Removal of products of conception hysteroscopically, rather than blind techniques that appear to increase the risk of post procedure adhesions.

Foreign Body Removal
By far the most common foreign body that exists in the uterus is an intrauterine contraceptive device or releasing system - an IUD or IUS. There are other types of foreign body however and these include suture, broken medical devices and bony fragments from a previous pregnancy. This video demonstrates the removal of a MultiLoad IUD, a common device used outside of the US. However, most, not all, are similar in that there is a crossmember, a main stem and an attached monofilament thread. It may be best to grasp the device by its base rather than the thread since the thread may break or be transected by the grasping instrument. 

Hysteroscopically directed removal of an IUD from the endometrial cavity

Myomectomy
Hysteroscopic myomectomy has truly revolutionized the treatment of AUB-Lsm and related infertility or RPL. However, the many different leiomyoma types, locations and volumes present the need for a spectrum of skills and techniques. Demonstrated here are three different techniques - one is pure RF electrosurgical, one pure electromechanical, and one a combination of RF, scissors dissection and electromechanical morcellation and removal. Both loop electrodes and electromechanical devices are morcellating systems that DO NOT lend themselves to removal of leiomyomas that substantially involve the myometrium. The FIGO Type 2 technique has been published (link) and another example is demonstrated here. 

Radiofrequency (RF) loop electrosurgical resection/morcellation of a FIGO Type 1 leiomyoma. Removal of the morcellated fragments, not seen, is performed manually with forceps/curette

Electromechanical removal of a FIGO Type 0 leiomyoma.

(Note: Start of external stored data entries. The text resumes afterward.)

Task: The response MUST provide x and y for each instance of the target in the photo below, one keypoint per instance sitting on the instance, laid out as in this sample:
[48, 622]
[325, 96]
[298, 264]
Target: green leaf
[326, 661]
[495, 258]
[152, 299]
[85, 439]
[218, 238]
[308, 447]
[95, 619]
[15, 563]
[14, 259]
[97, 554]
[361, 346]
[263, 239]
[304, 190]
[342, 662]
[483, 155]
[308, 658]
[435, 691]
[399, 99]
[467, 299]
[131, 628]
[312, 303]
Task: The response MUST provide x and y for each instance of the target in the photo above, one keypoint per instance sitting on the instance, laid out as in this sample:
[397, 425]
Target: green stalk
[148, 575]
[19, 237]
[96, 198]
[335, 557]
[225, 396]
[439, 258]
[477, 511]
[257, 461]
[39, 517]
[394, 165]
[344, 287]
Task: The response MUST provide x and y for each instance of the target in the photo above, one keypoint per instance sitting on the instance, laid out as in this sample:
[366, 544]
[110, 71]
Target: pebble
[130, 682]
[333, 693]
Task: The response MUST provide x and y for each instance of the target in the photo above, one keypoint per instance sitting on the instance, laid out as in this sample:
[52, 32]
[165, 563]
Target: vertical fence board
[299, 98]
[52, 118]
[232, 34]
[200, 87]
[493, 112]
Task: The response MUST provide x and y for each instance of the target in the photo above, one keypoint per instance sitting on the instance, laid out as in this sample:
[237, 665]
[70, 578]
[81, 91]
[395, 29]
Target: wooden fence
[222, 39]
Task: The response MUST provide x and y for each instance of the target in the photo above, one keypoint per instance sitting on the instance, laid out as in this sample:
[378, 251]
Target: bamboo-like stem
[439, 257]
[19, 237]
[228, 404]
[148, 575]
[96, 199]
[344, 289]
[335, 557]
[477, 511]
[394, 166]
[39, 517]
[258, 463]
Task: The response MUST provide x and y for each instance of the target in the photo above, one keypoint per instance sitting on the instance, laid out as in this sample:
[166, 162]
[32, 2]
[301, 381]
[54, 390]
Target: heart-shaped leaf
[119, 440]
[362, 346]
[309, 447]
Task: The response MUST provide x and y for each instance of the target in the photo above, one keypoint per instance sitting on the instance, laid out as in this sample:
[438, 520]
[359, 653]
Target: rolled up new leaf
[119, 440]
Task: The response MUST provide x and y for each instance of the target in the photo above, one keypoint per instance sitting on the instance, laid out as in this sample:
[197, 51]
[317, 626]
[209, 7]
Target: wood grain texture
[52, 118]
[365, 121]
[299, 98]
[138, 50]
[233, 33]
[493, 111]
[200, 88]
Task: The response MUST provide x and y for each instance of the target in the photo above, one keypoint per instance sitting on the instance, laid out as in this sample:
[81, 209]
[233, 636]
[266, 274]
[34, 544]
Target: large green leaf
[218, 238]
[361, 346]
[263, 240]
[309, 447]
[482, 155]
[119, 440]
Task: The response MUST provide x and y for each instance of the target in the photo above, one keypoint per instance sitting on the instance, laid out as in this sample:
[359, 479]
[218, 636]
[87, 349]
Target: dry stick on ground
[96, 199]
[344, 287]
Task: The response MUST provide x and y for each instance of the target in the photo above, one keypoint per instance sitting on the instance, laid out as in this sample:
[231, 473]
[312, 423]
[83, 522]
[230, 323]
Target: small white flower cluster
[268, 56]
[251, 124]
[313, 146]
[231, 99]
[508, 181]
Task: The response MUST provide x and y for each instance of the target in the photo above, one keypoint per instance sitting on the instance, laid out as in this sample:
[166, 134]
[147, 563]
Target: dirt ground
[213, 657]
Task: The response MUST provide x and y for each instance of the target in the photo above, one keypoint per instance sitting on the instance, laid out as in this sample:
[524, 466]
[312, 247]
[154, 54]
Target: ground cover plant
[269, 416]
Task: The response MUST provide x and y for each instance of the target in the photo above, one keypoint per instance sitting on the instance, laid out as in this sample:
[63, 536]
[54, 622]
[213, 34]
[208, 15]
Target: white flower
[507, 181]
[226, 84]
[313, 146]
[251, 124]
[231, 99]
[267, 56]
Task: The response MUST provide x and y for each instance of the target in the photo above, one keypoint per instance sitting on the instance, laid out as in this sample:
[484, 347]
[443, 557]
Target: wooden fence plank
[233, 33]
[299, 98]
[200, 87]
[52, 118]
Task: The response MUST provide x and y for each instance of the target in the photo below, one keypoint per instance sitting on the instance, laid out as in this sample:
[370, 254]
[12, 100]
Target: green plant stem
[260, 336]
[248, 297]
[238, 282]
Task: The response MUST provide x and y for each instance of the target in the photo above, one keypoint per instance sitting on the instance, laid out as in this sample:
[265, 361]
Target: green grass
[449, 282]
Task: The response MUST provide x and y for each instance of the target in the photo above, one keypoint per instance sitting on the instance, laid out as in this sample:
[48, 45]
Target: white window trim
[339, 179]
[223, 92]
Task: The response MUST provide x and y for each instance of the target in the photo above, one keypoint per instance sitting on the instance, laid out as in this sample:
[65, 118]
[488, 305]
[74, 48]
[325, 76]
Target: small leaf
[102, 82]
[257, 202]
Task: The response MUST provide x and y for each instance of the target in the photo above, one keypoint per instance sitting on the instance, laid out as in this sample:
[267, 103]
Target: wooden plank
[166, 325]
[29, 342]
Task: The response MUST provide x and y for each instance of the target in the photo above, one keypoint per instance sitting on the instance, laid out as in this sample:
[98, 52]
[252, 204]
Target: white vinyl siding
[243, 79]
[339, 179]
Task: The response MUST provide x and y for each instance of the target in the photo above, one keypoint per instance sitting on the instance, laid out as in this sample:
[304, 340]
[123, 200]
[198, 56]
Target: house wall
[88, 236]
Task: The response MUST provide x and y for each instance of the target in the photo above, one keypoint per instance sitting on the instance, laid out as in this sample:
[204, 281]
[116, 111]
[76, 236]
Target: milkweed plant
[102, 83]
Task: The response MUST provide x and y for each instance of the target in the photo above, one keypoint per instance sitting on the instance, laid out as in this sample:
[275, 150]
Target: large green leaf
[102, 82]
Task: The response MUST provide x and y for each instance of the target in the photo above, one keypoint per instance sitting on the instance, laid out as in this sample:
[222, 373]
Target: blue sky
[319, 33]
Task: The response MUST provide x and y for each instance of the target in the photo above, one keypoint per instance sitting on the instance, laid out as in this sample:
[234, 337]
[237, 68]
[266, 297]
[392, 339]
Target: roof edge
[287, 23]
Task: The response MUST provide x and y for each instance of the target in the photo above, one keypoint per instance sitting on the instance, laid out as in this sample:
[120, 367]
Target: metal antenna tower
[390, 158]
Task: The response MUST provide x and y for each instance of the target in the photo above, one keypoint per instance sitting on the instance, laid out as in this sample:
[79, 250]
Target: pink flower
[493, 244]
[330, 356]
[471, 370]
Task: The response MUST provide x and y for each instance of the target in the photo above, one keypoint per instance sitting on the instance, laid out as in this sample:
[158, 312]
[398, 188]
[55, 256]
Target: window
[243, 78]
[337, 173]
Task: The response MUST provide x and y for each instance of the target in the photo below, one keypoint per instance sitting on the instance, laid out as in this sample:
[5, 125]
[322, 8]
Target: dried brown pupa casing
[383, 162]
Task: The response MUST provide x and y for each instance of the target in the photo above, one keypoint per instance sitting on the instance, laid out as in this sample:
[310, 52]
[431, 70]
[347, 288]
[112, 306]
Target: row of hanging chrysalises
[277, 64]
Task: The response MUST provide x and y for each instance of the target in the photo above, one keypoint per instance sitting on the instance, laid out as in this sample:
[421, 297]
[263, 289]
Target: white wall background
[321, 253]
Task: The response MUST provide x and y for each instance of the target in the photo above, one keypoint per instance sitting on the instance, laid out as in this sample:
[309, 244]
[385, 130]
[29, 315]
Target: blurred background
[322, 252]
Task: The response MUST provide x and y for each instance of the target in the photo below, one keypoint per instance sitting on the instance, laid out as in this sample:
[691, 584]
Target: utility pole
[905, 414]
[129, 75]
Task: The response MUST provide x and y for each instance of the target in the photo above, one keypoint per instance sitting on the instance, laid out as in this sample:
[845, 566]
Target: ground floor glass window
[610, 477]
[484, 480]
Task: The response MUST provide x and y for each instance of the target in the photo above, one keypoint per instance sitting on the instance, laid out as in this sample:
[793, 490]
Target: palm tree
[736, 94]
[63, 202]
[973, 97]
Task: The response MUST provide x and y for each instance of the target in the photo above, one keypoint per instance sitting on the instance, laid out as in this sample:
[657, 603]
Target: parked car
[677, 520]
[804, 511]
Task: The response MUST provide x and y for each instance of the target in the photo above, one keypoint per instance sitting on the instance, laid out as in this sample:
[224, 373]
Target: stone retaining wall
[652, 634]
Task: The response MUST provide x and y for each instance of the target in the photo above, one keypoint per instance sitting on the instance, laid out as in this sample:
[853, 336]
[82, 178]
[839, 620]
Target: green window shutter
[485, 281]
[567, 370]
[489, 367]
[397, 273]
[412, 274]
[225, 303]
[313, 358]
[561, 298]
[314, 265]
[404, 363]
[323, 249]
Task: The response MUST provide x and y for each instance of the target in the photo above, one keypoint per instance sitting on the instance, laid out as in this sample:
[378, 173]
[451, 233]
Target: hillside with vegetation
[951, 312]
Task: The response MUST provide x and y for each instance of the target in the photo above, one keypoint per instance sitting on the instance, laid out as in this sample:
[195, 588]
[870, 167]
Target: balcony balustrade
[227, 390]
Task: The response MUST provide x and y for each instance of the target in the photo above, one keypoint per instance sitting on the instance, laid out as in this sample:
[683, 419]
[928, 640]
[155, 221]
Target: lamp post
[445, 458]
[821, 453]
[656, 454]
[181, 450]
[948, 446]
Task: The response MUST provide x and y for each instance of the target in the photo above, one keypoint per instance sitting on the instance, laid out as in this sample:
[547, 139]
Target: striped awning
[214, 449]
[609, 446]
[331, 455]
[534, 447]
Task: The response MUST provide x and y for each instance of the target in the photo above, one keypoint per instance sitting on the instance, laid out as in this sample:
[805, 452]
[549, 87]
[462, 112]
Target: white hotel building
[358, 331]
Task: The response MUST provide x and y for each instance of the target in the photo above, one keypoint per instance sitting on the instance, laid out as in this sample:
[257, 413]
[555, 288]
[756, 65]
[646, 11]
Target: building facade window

The 37year old patient in the accompanying video had AUB-L as well as secondary infertility.  Her superficial FIGO Type 2 leiomyoma was removed in the office setting under local anesthesia. Demonstrated will be preprocedure imaging, the formation of a circumferential incision into the pseudo capsule using a bipolar RF needle, dissection in the pseudo capsule with scissors and then further dissection, morcellation and removal of the leiomyoma with an electromechanical device. The measured systemic absorption was approximately 770 mL and the patient drove herself home 15 minutes after the procedure was completed. This technique has also been published in the peer review literature (Munro 2016).

SUMMARY and CONCLUSIONS

Hysteroscopic surgery is an essential part of minimally invasive gynecologic surgery (MIGS), being the least invasive of the surgical techniques. There are no visible incisions and the approach allows direct access to pathology that causes symptoms such as AUB, infertility and recurrent pregnancy loss, without the need for transecting the abdomen or the myometrium. Because the access is through  pre-existing channels (vagina, cervical canal) hysteroscopic surgery can also be considered a type of "natural orifice" surgery. However, there are perils to hysteroscopic surgery, especially if the surgeon is not careful - both with preoperative evaluation and with surgical techniques. Consequently, it is imperative that women are properly evaluated and surgeons properly trained and experienced in performing these procedures. Indeed, essentially all hysteroscopic procedures can be performed in an office environment without systemic opiates or anxiolytics, an approach that further decreases risk and cost, both to the healthcare system and the patient.